On 11/06/17 at 1:35 PM, Staff A provided the Abuse, Neglect (A02-A) Policy and Procedure for review. The policy was last reviewed 07/01/17. Per the policy, the facility has a "zero tolerance" for abuse, neglect and harassment. Any employee suspecting a "patient or visitor has been abused, neglected, and/or harassed will immediately report the situation to Chief Executive Officer, Chief Nursing Officer or administrator on-call immediately." The policy specified that "an allegation of abuse of a patient by staff, visitors or other patients will result in the removal of the patient (and others, as indicated) from any potential for harm or injury." Per policy "all investigations will be prompt and thorough. All allegations will be logged in the Lotus Notes Grievance Log and reported to the Governing Board. If a complaint of abuse, neglect or harassment is substantiated, the involved employees will be terminated and reported to the appropriate licensing agency."

At 1:57 PM Staff B was asked how and when the facility first became aware of the allegation of abuse involving Patient #1 but stated she didn't know.

Staff B confirmed the allegation of abuse involving Patient #1 was not logged in the Lotus Notes Grievance Log as per policy. Staff B stated this was because the allegation came from a staff member and not a patient. Staff B was then asked where in the policy it stated reports of abuse from staff members were excluded from inclusion on the Lotus Notes Grievance Log. Staff B was unable to locate this.

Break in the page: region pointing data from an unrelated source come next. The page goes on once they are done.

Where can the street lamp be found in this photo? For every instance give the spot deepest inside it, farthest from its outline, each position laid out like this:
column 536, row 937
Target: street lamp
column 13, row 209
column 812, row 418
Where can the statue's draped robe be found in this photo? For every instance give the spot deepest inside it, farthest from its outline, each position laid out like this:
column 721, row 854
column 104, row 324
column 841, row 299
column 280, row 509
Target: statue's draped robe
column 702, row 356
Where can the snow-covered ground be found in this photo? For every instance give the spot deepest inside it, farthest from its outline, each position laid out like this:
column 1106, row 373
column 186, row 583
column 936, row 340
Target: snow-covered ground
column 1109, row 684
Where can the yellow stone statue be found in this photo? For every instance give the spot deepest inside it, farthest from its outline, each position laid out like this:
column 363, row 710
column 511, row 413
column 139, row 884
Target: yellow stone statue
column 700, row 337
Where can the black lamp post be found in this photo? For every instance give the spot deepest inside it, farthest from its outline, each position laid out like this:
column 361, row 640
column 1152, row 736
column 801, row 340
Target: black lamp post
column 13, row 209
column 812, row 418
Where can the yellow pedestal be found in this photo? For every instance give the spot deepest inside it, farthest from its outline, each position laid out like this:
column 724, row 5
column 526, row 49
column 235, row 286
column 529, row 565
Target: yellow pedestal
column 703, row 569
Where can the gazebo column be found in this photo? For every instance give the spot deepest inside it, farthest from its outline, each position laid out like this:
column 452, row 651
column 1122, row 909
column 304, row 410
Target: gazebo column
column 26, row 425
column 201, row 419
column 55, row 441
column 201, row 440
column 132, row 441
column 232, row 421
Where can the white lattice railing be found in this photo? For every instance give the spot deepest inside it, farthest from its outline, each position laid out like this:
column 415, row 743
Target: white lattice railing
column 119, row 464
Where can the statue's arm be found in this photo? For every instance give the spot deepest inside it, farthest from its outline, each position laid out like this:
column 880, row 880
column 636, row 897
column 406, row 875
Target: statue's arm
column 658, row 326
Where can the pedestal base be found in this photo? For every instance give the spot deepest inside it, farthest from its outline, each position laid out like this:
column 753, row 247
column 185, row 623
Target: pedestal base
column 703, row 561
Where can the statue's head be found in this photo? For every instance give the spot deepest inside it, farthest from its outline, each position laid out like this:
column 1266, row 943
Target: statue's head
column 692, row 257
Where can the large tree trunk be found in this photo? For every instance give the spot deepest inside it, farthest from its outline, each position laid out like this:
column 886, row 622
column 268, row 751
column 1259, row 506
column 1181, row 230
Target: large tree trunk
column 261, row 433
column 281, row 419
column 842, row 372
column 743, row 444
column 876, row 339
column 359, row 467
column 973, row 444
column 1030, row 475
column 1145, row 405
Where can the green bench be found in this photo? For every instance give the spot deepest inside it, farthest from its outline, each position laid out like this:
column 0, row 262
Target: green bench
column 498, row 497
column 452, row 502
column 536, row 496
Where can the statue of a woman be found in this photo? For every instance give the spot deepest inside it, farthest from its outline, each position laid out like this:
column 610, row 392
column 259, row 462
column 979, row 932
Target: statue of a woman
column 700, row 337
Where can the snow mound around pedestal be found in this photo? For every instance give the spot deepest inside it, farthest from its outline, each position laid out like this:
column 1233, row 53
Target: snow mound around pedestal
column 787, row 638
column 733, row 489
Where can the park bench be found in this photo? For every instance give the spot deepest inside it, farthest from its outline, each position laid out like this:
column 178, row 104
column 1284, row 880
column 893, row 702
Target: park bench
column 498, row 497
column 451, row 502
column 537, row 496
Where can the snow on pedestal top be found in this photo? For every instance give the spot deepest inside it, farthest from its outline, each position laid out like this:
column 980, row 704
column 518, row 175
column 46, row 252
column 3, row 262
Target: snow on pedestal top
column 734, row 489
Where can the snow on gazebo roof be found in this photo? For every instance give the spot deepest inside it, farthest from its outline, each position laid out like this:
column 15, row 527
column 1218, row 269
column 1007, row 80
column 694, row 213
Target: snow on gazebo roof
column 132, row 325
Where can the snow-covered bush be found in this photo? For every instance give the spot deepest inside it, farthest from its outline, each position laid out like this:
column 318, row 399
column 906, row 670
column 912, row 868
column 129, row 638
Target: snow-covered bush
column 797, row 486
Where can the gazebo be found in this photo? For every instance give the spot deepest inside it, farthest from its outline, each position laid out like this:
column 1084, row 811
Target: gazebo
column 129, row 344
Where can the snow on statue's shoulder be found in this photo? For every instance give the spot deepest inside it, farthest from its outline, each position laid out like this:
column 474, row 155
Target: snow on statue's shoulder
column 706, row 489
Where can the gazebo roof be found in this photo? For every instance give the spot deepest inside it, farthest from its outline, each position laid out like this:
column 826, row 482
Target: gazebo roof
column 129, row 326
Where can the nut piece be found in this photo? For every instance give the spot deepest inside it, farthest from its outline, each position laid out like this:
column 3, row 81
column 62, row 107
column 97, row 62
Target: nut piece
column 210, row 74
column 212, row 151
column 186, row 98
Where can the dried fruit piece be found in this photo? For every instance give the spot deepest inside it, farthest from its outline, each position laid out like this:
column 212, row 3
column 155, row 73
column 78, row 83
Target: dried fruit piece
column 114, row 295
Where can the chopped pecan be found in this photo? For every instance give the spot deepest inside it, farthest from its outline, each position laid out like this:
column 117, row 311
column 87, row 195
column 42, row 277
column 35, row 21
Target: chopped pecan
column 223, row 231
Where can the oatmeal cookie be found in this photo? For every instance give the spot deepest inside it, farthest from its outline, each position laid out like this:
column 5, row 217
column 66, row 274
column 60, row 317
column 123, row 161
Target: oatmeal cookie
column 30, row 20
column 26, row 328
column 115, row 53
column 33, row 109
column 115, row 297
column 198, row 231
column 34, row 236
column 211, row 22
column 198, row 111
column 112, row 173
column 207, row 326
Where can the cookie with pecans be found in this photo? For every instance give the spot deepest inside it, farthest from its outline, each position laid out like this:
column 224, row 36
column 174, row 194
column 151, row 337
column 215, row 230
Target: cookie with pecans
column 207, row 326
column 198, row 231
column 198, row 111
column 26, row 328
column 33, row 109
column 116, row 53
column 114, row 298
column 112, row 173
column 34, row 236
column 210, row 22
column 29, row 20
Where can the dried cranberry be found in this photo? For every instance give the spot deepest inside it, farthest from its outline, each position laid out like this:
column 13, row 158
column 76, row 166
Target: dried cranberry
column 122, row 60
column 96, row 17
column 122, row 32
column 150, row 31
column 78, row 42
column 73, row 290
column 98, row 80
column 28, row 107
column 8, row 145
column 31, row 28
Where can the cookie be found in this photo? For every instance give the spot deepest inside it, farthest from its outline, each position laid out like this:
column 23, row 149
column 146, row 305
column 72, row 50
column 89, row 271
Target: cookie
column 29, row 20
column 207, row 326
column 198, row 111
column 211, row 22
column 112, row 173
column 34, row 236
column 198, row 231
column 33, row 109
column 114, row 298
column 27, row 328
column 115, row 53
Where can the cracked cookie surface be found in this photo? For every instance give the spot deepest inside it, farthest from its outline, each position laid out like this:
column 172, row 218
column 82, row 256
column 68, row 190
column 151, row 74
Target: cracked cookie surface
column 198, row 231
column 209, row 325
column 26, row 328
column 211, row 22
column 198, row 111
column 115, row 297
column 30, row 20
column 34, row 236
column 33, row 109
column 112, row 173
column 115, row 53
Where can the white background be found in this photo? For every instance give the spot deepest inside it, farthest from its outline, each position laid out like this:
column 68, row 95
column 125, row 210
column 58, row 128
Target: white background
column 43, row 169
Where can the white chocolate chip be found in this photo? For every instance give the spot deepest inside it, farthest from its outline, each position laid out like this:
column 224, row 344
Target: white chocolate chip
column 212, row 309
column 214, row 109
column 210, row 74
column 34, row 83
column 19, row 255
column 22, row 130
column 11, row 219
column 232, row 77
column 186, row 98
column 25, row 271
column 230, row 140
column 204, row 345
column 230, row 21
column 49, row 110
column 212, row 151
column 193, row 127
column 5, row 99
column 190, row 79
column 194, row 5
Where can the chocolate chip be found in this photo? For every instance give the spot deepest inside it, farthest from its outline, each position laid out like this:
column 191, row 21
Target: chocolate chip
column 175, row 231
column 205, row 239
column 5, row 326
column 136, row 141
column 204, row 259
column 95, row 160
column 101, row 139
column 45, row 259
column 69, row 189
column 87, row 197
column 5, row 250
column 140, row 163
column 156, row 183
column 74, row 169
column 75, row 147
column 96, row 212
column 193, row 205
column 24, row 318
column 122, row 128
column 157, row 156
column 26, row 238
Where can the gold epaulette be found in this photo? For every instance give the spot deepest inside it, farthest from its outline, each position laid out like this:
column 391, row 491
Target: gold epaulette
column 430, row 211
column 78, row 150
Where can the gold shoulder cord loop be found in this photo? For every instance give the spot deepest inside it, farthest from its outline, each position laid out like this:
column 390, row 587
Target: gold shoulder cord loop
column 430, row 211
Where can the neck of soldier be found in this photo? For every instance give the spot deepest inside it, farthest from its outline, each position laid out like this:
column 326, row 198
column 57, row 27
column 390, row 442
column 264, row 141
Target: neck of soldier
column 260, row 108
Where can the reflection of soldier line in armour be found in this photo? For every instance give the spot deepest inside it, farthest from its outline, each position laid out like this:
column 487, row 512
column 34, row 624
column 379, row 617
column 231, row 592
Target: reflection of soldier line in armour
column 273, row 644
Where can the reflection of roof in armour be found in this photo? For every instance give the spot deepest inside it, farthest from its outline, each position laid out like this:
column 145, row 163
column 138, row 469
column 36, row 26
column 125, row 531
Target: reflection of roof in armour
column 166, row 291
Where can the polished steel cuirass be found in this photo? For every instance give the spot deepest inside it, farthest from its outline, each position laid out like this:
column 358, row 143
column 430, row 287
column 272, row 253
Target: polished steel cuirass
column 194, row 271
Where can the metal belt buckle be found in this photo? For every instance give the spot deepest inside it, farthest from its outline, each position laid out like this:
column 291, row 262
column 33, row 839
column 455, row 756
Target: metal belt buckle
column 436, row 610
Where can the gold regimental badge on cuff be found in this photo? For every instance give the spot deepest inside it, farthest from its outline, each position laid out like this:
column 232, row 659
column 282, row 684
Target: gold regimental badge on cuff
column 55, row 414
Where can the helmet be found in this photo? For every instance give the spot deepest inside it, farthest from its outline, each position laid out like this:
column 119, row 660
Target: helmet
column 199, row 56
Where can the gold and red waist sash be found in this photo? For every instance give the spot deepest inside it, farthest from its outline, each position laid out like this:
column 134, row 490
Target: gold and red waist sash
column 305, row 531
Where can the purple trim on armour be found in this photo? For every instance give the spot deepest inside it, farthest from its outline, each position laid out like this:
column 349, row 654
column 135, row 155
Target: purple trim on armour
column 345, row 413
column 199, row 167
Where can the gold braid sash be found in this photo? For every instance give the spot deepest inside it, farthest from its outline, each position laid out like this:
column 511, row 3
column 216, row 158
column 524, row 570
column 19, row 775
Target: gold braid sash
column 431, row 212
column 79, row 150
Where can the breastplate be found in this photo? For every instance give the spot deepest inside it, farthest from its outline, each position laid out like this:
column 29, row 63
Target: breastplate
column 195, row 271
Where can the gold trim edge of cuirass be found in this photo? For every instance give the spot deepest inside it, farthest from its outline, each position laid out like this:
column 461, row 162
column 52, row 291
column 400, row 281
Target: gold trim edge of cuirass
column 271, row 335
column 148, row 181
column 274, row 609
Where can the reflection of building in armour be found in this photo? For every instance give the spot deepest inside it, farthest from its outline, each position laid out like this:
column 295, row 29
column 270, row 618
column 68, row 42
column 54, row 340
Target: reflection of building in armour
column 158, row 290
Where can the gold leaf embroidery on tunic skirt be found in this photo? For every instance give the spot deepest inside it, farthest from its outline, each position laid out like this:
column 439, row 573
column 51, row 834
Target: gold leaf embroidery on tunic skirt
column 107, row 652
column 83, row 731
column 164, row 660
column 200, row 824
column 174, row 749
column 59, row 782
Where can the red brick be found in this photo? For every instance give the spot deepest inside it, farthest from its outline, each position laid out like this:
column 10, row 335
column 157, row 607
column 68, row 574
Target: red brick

PATIENT RIGHTS: RESTRAINT OR SECLUSION

Tag No.: A0170

Based on review of hospital policy, medical record review and staff interview the hospital failed to ensure an assessment of the need for restraint was documented prior to restraint order per hospital policy for Patient #2.

Findings include:

Review of hospital policy titled "Restraints and Seclusion" revised 07/2017, revealed the decision to use a restraint is determined by comprehensive assessment that concludes for this patient, at this time, the need for restraints. Perform a comprehensive assessment, if restraint is a consideration. Use objective observations to describe the patient's behavior. Perform a physical assessment to identify medical problems. An initial assessment performed by the RN shall be reviewed by the physician. The physician's order indicates agreement with assessment. "A written order, based on an examination of the patient by the MD/DO is entered into the patient ' s medical record on a daily basis when restraint use is appropriate." The patient assessment that demonstrates the need for restraint is to be documented in the medical record.

On 11/02/17 at 2:01 AM a verbal order for restraints for Patient #2 was obtained by an RN.

Review of the medical record lacked documented evidence of the patient's behavior or assessment of the need for restraints by the nurse or physician.

Review of the physician's order, dated 11/02/17, revealed the physician had signed the verbal order at 6:33 AM (four and a half hours after the order for restraints).

As of 11/07/17 at 4:16 PM, Staff C was unable to provide documented evidence of the patient's behavior or assessment of the need for the restraints.

PATIENT RIGHTS: RESTRAINT OR SECLUSION

Tag No.: A0175

Based on review of hospital policy, medical record review and staff interview the hospital failed to ensure one (Patient #3) of two patients reviewed with orders for restraints was monitored every two hours per hospital policy.

Findings include:

Review of hospital policy titled "Restraints and Seclusion", last revised 07/2017, revealed on page 8 observations (safety, comfort, skin integrity, hydration and toileting) are done every two hours for medical restraints.

1. Review of the medical record for Patient #3 revealed soft wrist restraints and four bed rails were ordered on 11/04/17 at 9:43 PM for 24 hours. Review of the restraint monitoring form revealed Patient #3 was monitored at 2:00 AM and not again till 6:00 AM (four hours between monitoring of patient with restraints on.)

On 11/08/17 at 12:10 PM Staff B and C both confirmed these findings did not follow hospital policy.